Par ailleurs, en vertu des dispositions de l’article 1254 du code civil, il n’y a pas lieu de dire que les règlements s’imputeront en priorité sur le capital.
Enfin, il n’y a pas lieu d’ordonner la mainlevée de l’hypothèque judiciaire provisoire inscrite sur le bien immobilier de Madame [V] [F] épouse [D] sis [Adresse 1] à [Localité 7], étant rappelé que l’article R. 512-2 du code des procédures civiles d’exécution prévoit que la demande de mainlevée est portée devant le juge qui a autorisé la mesure.
Sur la capitalisation des intérêts
L’article 1343-2 du code civil, dispose que les intérêts échus, dus au moins pour une année entière, produisent intérêt si le contrat l’a prévu ou si une décision de justice le précise.
La capitalisation des intérêts, s’agissant, au cas présent, d’un prêt non soumis aux dispositions protectrices du code de la consommation, étant de droit, elle sera ordonnée dès lors que les intérêts sont dus depuis au moins un an.
Sur les dépens et l’article 700 du code de procédure civile
En vertu de l’article 696 du code de procédure civile, la partie perdante est condamnée aux dépens, à moins que le juge, par décision motivée, n’en mette la totalité ou une fraction à la charge d’une autre partie.
Mme [F], qui succombe, sera condamnée aux dépens de l’instance.
En revanche, les frais afférents à une inscription d’hypothèque judiciaire provisoire ne figurant pas dans l’énumération limitative de l’article 695 du code de procédure civile, la demande est mal fondée. Au surplus, elle est dépourvue d’intérêt puisque, à défaut de décision contraire, ces frais sont à la charge du débiteur, en application de l’article L. 512-2 du code des procédure civiles d’exécution.

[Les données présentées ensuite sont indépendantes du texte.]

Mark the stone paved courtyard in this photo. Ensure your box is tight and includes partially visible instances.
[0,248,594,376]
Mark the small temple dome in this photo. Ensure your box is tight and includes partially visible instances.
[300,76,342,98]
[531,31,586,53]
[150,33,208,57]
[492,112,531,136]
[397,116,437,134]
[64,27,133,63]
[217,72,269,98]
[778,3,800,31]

Par ailleurs, aux termes de l’article 700 du code de procédure civile, le juge condamne la partie tenue aux dépens ou qui perd son procès à payer à l’autre partie la somme qu’il détermine, au titre des frais exposés et non compris dans les dépens. Dans tous les cas, le juge tient compte de l’équité ou de la situation économique de la partie condamnée. Il peut, même d’office, pour des raisons tirées des mêmes considérations, dire qu’il n’y a pas lieu à ces condamnations.
Mme [F] sera condamnée à verser à la demanderesse au titre de ses frais irrépétibles une somme que l’équité commande de limiter à 1 500,00 €.

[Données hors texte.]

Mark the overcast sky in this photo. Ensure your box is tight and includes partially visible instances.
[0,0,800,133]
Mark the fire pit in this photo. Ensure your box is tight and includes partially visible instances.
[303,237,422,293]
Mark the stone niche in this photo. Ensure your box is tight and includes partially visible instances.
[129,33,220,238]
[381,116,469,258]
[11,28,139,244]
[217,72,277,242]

Sur l’exécution provisoire
Aux termes de l’article 514 du code de procédure civile, les décisions de première instance sont de droit exécutoires à titre provisoire à moins que la loi ou la décision rendue n’en dispose autrement.

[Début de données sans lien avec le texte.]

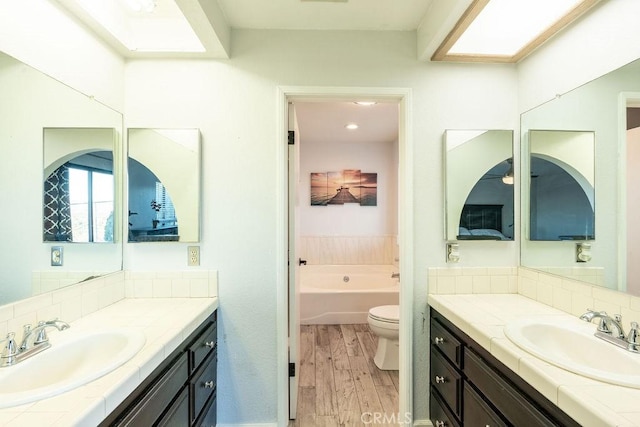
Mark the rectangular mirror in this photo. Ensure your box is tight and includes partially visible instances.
[529,129,595,240]
[128,129,200,242]
[520,60,640,295]
[43,128,116,243]
[0,52,122,305]
[444,130,514,241]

En l’espèce, aucune circonstance ne commande de l’écarter.
PAR CES MOTIFS
Le tribunal, statuant publiquement, par jugement contradictoire mis à disposition au greffe, et en premier ressort ;
CONSTATE que madame [V] [F] épouse [D] est la signataire des actes de cautionnement tant du 18 février 2021 que du 8 février 2022 et la DEBOUTE en conséquence de sa demande de vérification d’écriture ;
DEBOUTE madame [V] [F] épouse [D] de sa demande de nullité des actes de cautionnement ;
CONDAMNE madame [V] [F] épouse [D] à payer, en deniers ou quittance, à la SA BANQUE POPULAIRE RIVES DE [Localité 6] la somme de quarante-quatre-mille-huit-cent-quatre-vingt-six euros (44 886,00 €) au titre de ses engagements de caution, majorée des intérêts au taux légal à compter du 23 février 2023, date de réception de la mise en demeure, et ce jusqu’à parfait paiement ;
ORDONNE la capitalisation des intérêts dès lors qu’ils seront dus depuis au moins un an ;
DIT n’y avoir lieu à prononcer la mainlevée de l’hypothèque judiciaire provisoire inscrite sur le bien immobilier de madame [V] [F] épouse [D] sis [Adresse 1] à [Localité 7] ;
CONDAMNE madame [V] [F] épouse [D] aux dépens de la présente instance ;
CONDAMNE madame [V] [F] épouse [D] à payer à la SA BANQUE POPULAIRE RIVES DE [Localité 6] la somme de mille-cinq-cents euros (1 500 €) ;
REJETTE toutes demandes plus amples ou contraires ;
RAPPELLE que la présente décision est assortie de l’exécution provisoire.
Ainsi fait et rendu le HUIT JANVIER DEUX MILLE VINGT SIX, par Caroline DAVROUX, 1ère Vice-Présidente adjointe, assistée de Sarah TREBOSC, Greffière, lesquelles ont signé la minute du présent Jugement.